Code and data for the REFOCUS paper accepted in SBP'19
Please use this citation when using this data and code:
@inproceedings{nazer2019bot,
title={Bot Detection: Will Focusing on Recall Cause Overall Performance Deterioration?},
author={Nazer, Tahora H and Davis, Matthew and Karami, Mansooreh and Akoglu, Leman and Koelle, David and Liu, Huan},
booktitle={International Conference on Social Computing, Behavioral-Cultural Modeling and Prediction and Behavior Representation in Modeling and Simulation},
pages={39--49},
year={2019},
organization={Springer}
}
Raw data is from 3 publications listed bellow and available as a zip file in this repo:
Morstatter, Fred, Liang Wu, Tahora H. Nazer, Kathleen M. Carley, and Huan Liu. "A new approach to bot detection: striking the balance between precision and recall." In 2016 IEEE/ACM International Conference on Advances in Social Networks Analysis and Mining (ASONAM), pp. 533-540. IEEE, 2016.

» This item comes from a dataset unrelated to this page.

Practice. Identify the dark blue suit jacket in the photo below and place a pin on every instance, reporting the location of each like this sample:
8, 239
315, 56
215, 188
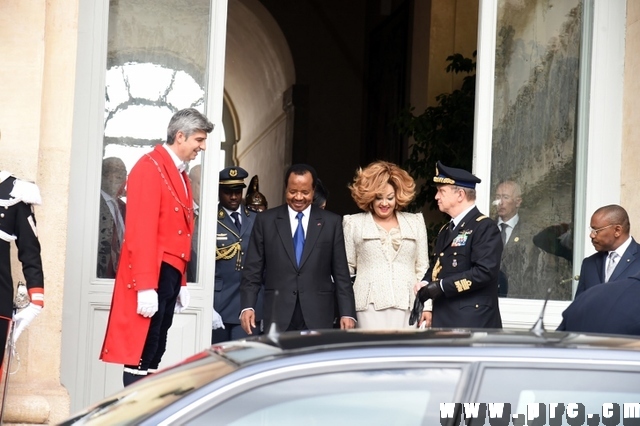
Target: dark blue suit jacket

Lee, Kyumin, Brian David Eoff, and James Caverlee. "Seven months with the devils: A long-term study of content polluters on twitter." In Fifth International AAAI Conference on Weblogs and Social Media. 2011.
Cresci, Stefano, Roberto Di Pietro, Marinella Petrocchi, Angelo Spognardi, and Maurizio Tesconi. "The paradigm-shift of social spambots: Evidence, theories, and tools for the arms race." In Proceedings of the 26th International Conference on World Wide Web Companion, pp. 963-972. International World Wide Web Conferences Steering Committee, 2017.
As the input to the python script, an LDA probability distribution over 200 topics is generated for each user based on the concatination of her/his tweets. You can find the LDA probability distribution files based on each dataset. A sample code for generating such probabilities is included as well.